Tesla stock soars after Elon Musk promises affordable EV
Tesla’s stock soared by more than 11% in pre-market trading early Wednesday morning after CEO Elon Musk said the company would accelerate the rollout of more affordable electric vehicles in hopes of boosting sagging profits.
Musk’s announcement was aimed at calming nervous investors on Wall Street who were still trying to digest the company’s most recent earnings report, released on Tuesday, that showed profit fell to its lowest in any three-month period since 2021.
Dan Ives, senior analyst at Wedbush Securities, said that Tesla and Musk “are facing a Category 5 storm after a Cinderella ride the last few years.”
But Ives added that he is maintaining a “bullish investment thesis” thanks to what he anticipates will be a “Model 2.5” — a lower cost Tesla that Musk indicated could hit the streets by early next year in a call with analysts.
Ives said the low-cost EV will be “key to the Tesla volume turnaround in 2025.”
Musk declined to provide details of the more affordable models and instead spent much of the earnings call on Tesla’s efforts to diversify its business into AI, humanoid robots and operating a fleet of autonomous vehicles — all based on software and hardware products it has not yet fully developed.
Several other analysts took Musk’s remarks that its cheaper models would be built using current platforms and production lines as a sign it had retreated from more ambitious plans for an all-new model that had been expected to cost $25,000.
“We read ‘more affordable’ as potentially de-contented Model Y/Model 3 versions with improvements in software and AI/hardware capability, but at lower prices,” Morgan Stanley analyst Adam Jonas said.
Tesla’s newly minted plans helped Wall Street shrug off the company’s weak first-quarter results.
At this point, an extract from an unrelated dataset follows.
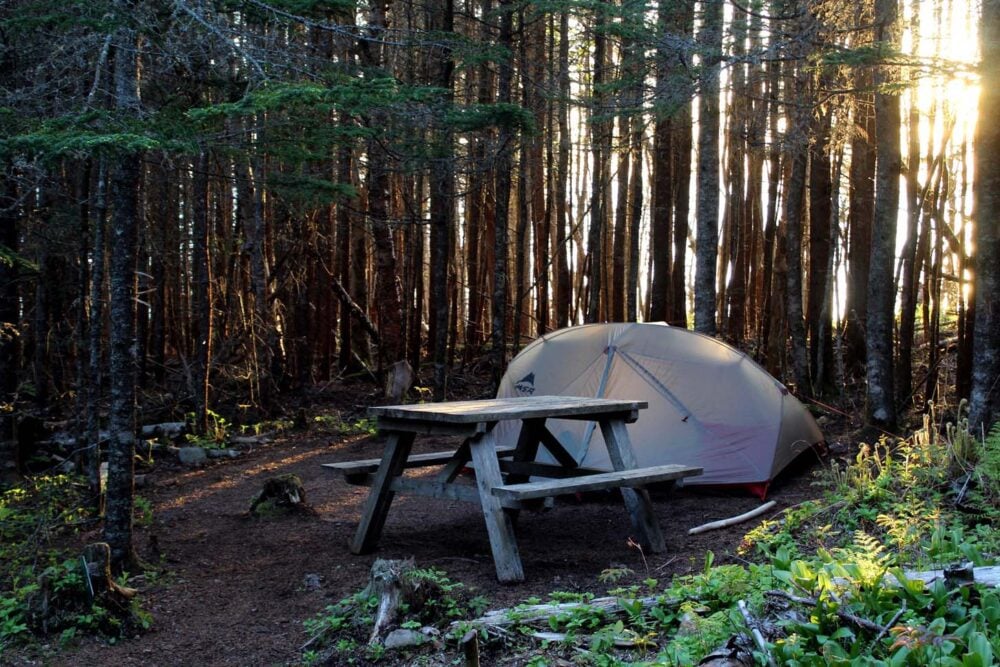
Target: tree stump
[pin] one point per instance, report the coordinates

The stock has plummeted 42% since Jan. 1 as high borrowing costs have dampened demand for EVs and a price war in major market China intensified..
The company reiterated this week that it anticipates growth in 2024 to be “notably lower” than the previous year.
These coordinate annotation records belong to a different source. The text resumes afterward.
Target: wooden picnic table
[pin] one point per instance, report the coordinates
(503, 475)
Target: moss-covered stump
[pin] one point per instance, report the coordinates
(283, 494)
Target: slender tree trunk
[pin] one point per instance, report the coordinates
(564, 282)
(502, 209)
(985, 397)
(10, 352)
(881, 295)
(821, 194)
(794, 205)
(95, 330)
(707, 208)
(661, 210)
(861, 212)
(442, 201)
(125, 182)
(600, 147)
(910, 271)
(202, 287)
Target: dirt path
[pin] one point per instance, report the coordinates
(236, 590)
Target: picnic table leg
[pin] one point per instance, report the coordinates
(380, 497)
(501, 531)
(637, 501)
The EV pioneer said that its first quarter revenue dropped 9%, to $21.30 billion from $23.33 billion last year — the largest decline since 2012. Analysts were expecting the company to report revenues of $22.15.
In the fourth quarter of last year, Tesla reported revenue of $25.17 billion.
Tesla’s operating margin also shrank considerably in the first quarter — from 11.4% last year to just 5.5% in the first three months of this year.
Tesla reported net income of $1.1 billion in the period between January and March — down 55% from the same period last year.
Earlier this month, Tesla reported a steep 8.5% drop in the number of deliveries in the first quarter.
“First impression for us is CEO Elon Musk is appeasing the market by accelerating new product launches,” Jefferies analysts led by Philippe Houchois said in a note.
Tesla’s growth strategy could strengthen support for a shareholder vote in May on Musk’s $56 billion compensation package, which was voided by a Delaware court in January.
Some Tesla investors — such as Ross Gerber, president and CEO at Gerber Kawasaki Wealth & Investment Management — had said in recent days that they planned to oppose the package, citing a decline in Tesla’s share price and a compromised board.
Musk had previously said that he would aim to introduce the Model 2, a low-cost option that would be priced at around $25,000.
Last month, a Reuters report indicated that Musk ordered his lieutenants at the company to abandon plans for an affordable option and to focus instead on developing autonomous robotaxis. But the CEO denied the report, claiming that Reuters was “lying.”
The news agency responded by saying that it stood by its reporting.
On Tuesday, neither Tesla nor Musk directly addressed the Reuters report.
Instead, they discussed unidentified new models that appeared to be different products, without saying how many, what type or providing their target prices.
The new models would be built on Tesla’s current manufacturing lines and use “aspects” of its current platform and a next-generation platform, Tesla said.
It cautioned that this plan may “result in achieving less cost reduction than previously expected,” suggesting that the vehicles may cost consumers more than the Model 2’s anticipated $25,000 price.
Tesla has been in turmoil over the course of the past year as intense competition from Chinese companies such as the Warren Buffett-backed outfit BYD as well as a drop in demand for EVs that has eaten into its bottom line.
Two top executives at the company announced earlier this month that they would be departing.
Another, Martin Viecha, Tesla’s head of investor relations, said at the end of Tuesday’s earnings call that he would also be leaving his role.
Last week, the company said it would pause deliveries of all Cybertrucks after drivers complained of a potentially fatal flaw with the accelerator pedal.
The EV maker also announced that it had slashed prices in a number of its major markets, including China and Germany.
Over the weekend, Tesla cut the price of its Full Self-Driving driver assistant software to $8,000 from $12,000 in the US.